No luck on the Auster or my backup, the Falling Man by Delillo , based on a photograph that Amazon's unnamed reviewer accurately describes as "electrifying." It's a man, falling from the upper floors of the soon-to-collapse World Trade Center on 9/11. You know the one:

In the book, a performance artist recreates the fall over and over. There's more to the book than that, but you know what I mean.
Instead, I bought some Rilke after considering my options in the poetry section. A woman stood next to the section on her cell phone talking about granite countertops for her kitchen. She glared as I walked over as well she should have, because I don't generally read poetry. I was definitely out of my league. As she debated different colors of stone on which she will cut her vegetables, I began to read a random page from the Rilke book with the nice navy blue binding:
...ah, poems amount to so little when you write them too early in your life. You ought to wait and gather sense and sweetness for a while lifetime, and a long one if possible, and then, at the very end, you might perhaps be able to write ten good lines. For poems are not...simply emotions...they are experiences.

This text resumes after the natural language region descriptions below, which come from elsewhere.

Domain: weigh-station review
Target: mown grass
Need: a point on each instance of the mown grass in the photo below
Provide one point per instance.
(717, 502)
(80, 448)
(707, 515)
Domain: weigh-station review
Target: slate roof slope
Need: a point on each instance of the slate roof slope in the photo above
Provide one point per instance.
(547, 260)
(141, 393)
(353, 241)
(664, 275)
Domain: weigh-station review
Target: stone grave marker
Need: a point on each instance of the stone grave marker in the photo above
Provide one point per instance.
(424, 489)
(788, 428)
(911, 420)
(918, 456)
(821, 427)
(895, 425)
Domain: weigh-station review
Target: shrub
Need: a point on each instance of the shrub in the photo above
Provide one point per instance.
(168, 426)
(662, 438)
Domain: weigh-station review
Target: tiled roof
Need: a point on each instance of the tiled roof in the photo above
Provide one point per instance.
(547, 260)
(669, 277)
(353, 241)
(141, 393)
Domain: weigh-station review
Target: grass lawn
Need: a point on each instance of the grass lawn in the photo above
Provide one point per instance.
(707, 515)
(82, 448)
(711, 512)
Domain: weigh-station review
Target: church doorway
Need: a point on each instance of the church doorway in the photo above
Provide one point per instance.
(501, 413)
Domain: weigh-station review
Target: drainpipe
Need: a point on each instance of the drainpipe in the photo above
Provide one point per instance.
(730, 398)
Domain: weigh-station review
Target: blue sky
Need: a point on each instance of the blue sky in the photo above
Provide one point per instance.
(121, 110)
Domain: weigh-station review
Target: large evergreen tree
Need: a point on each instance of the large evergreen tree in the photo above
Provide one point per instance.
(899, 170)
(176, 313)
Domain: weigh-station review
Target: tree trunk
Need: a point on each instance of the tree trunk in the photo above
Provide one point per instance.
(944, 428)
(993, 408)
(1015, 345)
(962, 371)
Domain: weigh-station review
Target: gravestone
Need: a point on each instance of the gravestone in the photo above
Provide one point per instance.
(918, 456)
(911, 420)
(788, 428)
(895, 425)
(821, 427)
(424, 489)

But I was skimming at this point, because the countertop lady was angry. She raised her voice. "I told you before that I didn't want to commit to anything until I bring my friend to look at them with me." pause. "He's a friend. His name is John Reed." pause. "I am not telling you the nature of our relationship but I will tell you that his opinion matters more to me than yours does." It seemed to me that there was a poem somewhere in this scene, but I am definitely not the person to write it.
And so I left the woman to her nosy salesman, bought the Rilke, and nearly lost my train of thought on the car ride home when Sinatra started to sing "Fly Me To the Moon."